Type I Gaucher disease, a glycosphingolipid storage disorder, is associated with insulin resistance

Abstract

Context: Complex glycosphingolipids, in majority the ganglioside GM3, surround the insulin receptor in a special membrane compartment (raft) and modulate signaling through this receptor. Increased levels of GM3 in rafts impair insulin signaling, resulting in insulin resistance. Gaucher disease is a lysosomal storage disorder in which impaired breakdown of glucosylceramide leads to its accumulation in macrophages. Secondary to this defect, GM3 concentrations, for which glucosylceramide is the precursor, in plasma and several cell types are elevated.

Objective: We studied the influence of glycosphingolipid storage on whole body glucose and fat metabolism by measuring insulin-mediated (IMGU) and noninsulin-mediated glucose uptake (NIMGU) and suppression of free fatty acids by insulin.

Design and main outcome measures: We studied six Gaucher patients, either naive to treatment or with considerable remaining burden of disease, and six matched healthy control subjects in the basal state, during an euglycemic and a hyperglycemic clamp with somatostatin measuring NIMGU and during an euglycemic hyperinsulinemic clamp measuring IMGU, using stable isotopes.

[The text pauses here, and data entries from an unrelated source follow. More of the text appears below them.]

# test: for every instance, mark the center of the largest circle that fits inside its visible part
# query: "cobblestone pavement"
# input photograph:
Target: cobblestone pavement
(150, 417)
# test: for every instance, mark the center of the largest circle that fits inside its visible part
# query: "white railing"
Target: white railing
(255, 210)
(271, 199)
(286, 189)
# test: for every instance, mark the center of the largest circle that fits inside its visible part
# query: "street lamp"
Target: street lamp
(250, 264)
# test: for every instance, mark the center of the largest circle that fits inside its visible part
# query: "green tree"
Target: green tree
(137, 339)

Results: NIMGU (both during euglycemia and hyperglycemia) did not differ between patients and control subjects. IMGU was lower in Gaucher patients, compared with controls. Suppression of lipolysis by insulin tended to be less effective in Gaucher patients.

Conclusion: Gaucher disease, a lysosomal glycosphingolipid storage disorder, is associated with (peripheral) insulin resistance, possibly through the influence of glycosphingolipids on insulin receptor functioning.